Master’s-educated Special Educators Making a Difference For North Carolina’s Exceptional Children
Unlike most states, North Carolina’s Department of Public Instruction doesn’t refer to its special needs programs as “special education.” Instead, these programs fall under the auspices of the Exceptional Children Division, which ensures that students with disabilities develop intellectually, emotionally, and vocationally right along with the general student population.
Like every other state, however, North Carolina has been hit with a wave of children with diagnoses of Asperger’s syndrome or other autism spectrum disorders. According to the Autism Society of North Carolina, ASD (Autism Spectrum Disorder) is the second most common developmental disability found in the state, with roughly 1 in every 58 children in North Carolina suffering from the disorder.
Although that is a higher diagnosis rate than what is found in most of the country, North Carolina has only around 12 percent of its student population registered in Individual Education Programs (IEP), slightly less than the national average of around 13 percent.
Federal Funding Helps to Hire Master’s-Prepared Special Educators
The state spends around $4,000 annually for each of those special needs students, with a variety of specialized grant and funding programs in place to cover the cost. Additionally, the federal IDEA (Individuals with Disabilities Education Act) offers school and district-specific grants. From the state and federal level, more funds than ever have been made available to North Carolina schools for the purpose of hiring an adequate number of master’s-prepared special education teachers to accommodate the needs of the state’s exceptional students.
Despite the fact that the state has been on the IDEA “Needs Assistance” list for more than two years running now, the Exceptional Children Division has been successful in working to improve graduation rates among special needs students from a low of 49 percent in 2006 up to 62 percent by 2013.
The state uses a program called Child Find to detect and evaluate potential IEP-candidate students early on in their school career. By helping parents and teachers both identify students with possible challenges, the state ensures that exceptional children are given the assistance they need as quickly as possible.

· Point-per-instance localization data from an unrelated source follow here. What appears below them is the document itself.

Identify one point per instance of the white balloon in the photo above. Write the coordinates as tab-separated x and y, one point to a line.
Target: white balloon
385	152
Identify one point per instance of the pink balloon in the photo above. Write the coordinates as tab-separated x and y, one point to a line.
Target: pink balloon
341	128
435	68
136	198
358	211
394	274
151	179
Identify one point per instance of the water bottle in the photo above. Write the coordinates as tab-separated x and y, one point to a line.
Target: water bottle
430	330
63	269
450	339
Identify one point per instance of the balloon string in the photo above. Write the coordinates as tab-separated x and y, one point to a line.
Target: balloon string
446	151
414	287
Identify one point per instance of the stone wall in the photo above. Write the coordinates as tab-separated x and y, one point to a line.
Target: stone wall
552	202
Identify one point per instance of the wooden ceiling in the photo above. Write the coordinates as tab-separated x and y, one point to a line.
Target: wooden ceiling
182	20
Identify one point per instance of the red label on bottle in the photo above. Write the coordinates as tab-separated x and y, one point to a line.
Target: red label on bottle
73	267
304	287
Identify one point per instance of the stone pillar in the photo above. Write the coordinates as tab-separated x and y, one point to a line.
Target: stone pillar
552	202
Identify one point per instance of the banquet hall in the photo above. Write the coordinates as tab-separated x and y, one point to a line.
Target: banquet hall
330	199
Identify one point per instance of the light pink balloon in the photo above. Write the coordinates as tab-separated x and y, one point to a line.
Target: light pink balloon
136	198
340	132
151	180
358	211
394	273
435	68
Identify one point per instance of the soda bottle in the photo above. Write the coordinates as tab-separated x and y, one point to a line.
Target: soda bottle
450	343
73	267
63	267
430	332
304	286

Recognition for One Special Education Teacher on the Way to a Master’s Degree
Overcoming budgetary issues to provide the best possible education to special needs kids takes more than a big heart—it also takes advanced training in working with disadvantaged populations. Today’s crop of teachers working in special education are getting those lessons by studying for master’s degrees in the field, and the effort is paying off for both them and their students.
North Carolina’s Sarah Luz is one of them. Influenced by her own middle school experience volunteering to help in Life Skills class, and by an older sister who had become a teacher, she was motivated to go into special education teaching.
As a student teacher, she was exceptional enough that she had a job offer from Trinity High School before she had even completed her probationary period there. While still in the middle of studying for her master’s degree in Adaptive Curriculum Special Education K-12, Luz showed school administrators her deep and personal commitment.
Her work involved pulling students out for reading and writing services, and co-teaching a senior English class that combines both general and special education students. She was hired as an Exceptional Children’s Resource and Inclusion English teacher.
Luz didn’t just catch the eye of the Trinity High School administration, though; she was recently nominated for North Carolina Student Teacher of the Year.
Luz credits her dual enrollment in undergraduate and master’s programs during her final year at school with giving her the skills needed to succeed in North Carolina’s special education system. The state will need more teachers like her to continue improving the Exceptional Children programs.